Два описания, две похвалы могли совмещаться в одном стихотворении — тогда возникали новые жанровые формы. На двух похвалах, поддерживающих друг друга, строился жанр эпиталамия, свадебной песни: этот древний народный жанр разрастается у Клавдиана, Сидония, Драконтия в целые поэмы с обязательными славословиями жениху, невесте, Венере и Амуру, на небесах заключающим их союз, с описаниями земных и небесных дворцов и шествий, со всеобщими ликованиями и благопожеланиями — все эти приметы жанра тоже останутся неизменными до самых ломоносовских времен. На двух похвалах, контрастирующих друг с другом, строился жанр дебата: в нашей книге он представлен лишь шуточным «Прением пекаря с поваром» Веспы, но наступающее средневековье воспользуется им и для очень серьезных тем. Наконец, на двух описаниях, только оттеняющих друг друга, строится такой всеобъемлющий жанр, как послание: о чем бы в нем ни писалось (а светская поэзия этого времени словно нарочно старается приурочивать самые изысканные послания к самым мелким поводам, вроде приглашения в гости или благодарности за присылку устриц), в послании всегда соприсутствуют «я» пишущего и «ты» адресата, обычно — с описаниями времяпровождения каждого, и почти всегда — с похвалой адресату; лучшие образцы посланий в нашем сборнике принадлежат Авсонию с его обычным вкусом в описаниях и теплотою в похвалах.
Таков ряд жанров, опирающихся в конечном счете на простейшее школьное задание «опишите предмет»: все это жанры преимущественно лирические. Другой ряд жанров, как было сказано, опирается на задание другого рода: «уложите в стих такую-то мысль»; это жанры преимущественно дидактические. У истока их стоят простейшие «запоминательные стихи» о девяти Музах, двенадцати подвигах Геркулеса и т. п.; венцом их служат большие дидактические поэмы обо всем на свете, которые [24] античность высоко чтила со времен Гесиода и Арата (именно потому, что всякий понимал, как нелегко уложить в стих советы агрономии и законы астрономии) и которые в наши дни читаются с трудом и скукой, — только поэтому за пределами нашего сборника и оставлены поэма идиллика Немесиана о псовой охоте, Серена Саммоника — о медицине, Авиена (не путать с Авианом!) — о географии, Теренциана Мавра — о стихосложении и проч. Вместо них сюда включены небольшой учебник по риторике «Стихи о фигурах красноречия» (при всей своей несвязности он мало уступает обычным прозаическим учебникам на ту же тему) и бесспорно самое популярное из всех вообще стихотворных произведений этого времени — «Дистихи Катона», наставления о житейской нравственности в крепко сколоченных двустишиях (первый стих — совет, второй — пояснение), простые и доброжелательно-деловитые: сложенные неведомо кем, приписанные древнему герою римских добродетелей Катону-цензору (II в. до н. э.), они стали неизменным школьным чтением почти на полтора тысячелетия — до самого XVIII века.

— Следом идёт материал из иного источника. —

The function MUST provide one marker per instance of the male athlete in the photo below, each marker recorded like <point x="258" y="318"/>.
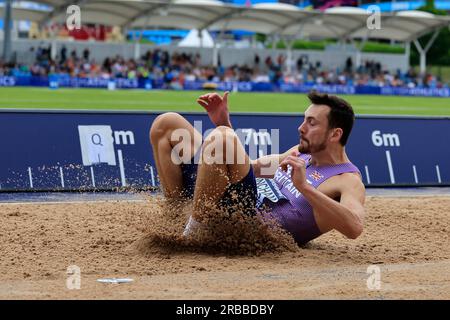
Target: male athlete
<point x="312" y="188"/>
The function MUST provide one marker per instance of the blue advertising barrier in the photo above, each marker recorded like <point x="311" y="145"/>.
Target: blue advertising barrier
<point x="45" y="150"/>
<point x="122" y="83"/>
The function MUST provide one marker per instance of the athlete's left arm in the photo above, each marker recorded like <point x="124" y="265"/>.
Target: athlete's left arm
<point x="346" y="216"/>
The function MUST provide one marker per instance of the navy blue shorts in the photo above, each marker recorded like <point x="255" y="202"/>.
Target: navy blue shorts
<point x="238" y="197"/>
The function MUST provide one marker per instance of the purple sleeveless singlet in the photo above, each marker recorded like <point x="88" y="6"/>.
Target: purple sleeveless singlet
<point x="288" y="206"/>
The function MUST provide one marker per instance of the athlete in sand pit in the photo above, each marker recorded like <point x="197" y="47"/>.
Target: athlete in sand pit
<point x="310" y="189"/>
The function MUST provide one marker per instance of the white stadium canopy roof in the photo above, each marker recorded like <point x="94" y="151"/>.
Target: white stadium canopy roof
<point x="268" y="18"/>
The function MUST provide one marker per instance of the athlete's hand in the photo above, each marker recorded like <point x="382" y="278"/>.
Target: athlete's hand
<point x="217" y="108"/>
<point x="298" y="173"/>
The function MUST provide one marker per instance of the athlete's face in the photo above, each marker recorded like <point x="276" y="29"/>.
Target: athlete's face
<point x="314" y="130"/>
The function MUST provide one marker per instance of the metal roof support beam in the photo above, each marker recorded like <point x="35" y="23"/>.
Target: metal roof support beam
<point x="7" y="31"/>
<point x="423" y="51"/>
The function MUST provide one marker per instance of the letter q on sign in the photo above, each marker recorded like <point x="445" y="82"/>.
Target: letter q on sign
<point x="73" y="21"/>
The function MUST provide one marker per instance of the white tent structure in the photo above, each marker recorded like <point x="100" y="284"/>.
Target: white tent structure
<point x="275" y="19"/>
<point x="197" y="39"/>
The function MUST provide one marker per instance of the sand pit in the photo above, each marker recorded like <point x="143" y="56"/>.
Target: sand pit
<point x="408" y="239"/>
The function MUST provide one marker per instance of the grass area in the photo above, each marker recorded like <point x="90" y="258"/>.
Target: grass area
<point x="369" y="46"/>
<point x="102" y="99"/>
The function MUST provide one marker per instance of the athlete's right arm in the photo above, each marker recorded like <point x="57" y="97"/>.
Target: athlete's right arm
<point x="266" y="166"/>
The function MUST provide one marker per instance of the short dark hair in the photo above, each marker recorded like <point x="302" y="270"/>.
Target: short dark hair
<point x="341" y="112"/>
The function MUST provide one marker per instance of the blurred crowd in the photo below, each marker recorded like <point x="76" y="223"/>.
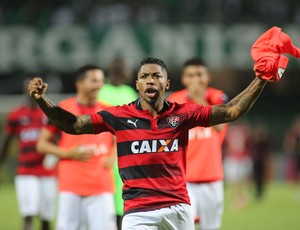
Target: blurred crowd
<point x="103" y="13"/>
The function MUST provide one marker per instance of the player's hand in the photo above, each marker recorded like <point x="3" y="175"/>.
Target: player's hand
<point x="37" y="88"/>
<point x="80" y="154"/>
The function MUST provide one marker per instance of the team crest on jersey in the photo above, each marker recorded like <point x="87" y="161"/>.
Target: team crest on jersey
<point x="173" y="121"/>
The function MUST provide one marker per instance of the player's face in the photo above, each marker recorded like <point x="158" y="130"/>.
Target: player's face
<point x="92" y="83"/>
<point x="152" y="82"/>
<point x="195" y="74"/>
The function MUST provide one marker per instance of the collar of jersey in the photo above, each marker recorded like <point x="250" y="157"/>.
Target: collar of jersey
<point x="166" y="105"/>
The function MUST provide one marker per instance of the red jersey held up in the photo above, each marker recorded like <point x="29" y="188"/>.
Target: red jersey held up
<point x="84" y="178"/>
<point x="26" y="122"/>
<point x="152" y="151"/>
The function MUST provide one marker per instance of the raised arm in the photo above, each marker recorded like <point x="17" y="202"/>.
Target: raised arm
<point x="239" y="105"/>
<point x="61" y="118"/>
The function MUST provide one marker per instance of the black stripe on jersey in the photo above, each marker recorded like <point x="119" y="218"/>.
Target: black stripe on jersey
<point x="30" y="149"/>
<point x="150" y="171"/>
<point x="141" y="192"/>
<point x="29" y="164"/>
<point x="124" y="148"/>
<point x="108" y="118"/>
<point x="128" y="123"/>
<point x="14" y="123"/>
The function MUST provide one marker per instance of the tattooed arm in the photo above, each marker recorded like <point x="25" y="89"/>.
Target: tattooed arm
<point x="61" y="118"/>
<point x="239" y="105"/>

Дидактические жанры могли оживляться и эпическими и дидактическими приемами. Форма, позволявшая проиллюстрировать урок рассказом, была известна давно: это басня. Прозаические «эзоповские басни» были общим достоянием и то и дело соблазняли какого-нибудь поэта переложить их в стихи. В наши века таким поэтом был Авиан. Нельзя сказать, чтобы опыт у него получился удачным: бесхитростные сюжеты о львах и ослах столкнулись в его стихах с привычкой к высокому вергилиевскому слогу, переходящей в прямые заимствования: когда в басне 7 старый пес обращается к молодому словами «Энеиды»: «О, какое тебя обуяло безумье, несчастный?..» — то трудно решить, что перед нами: смешная неуклюжесть или тонко рассчитанная ирония. Несмотря на это, басни Авиана долго пользовались большим успехом и вызвали в средние века многочисленные подражания.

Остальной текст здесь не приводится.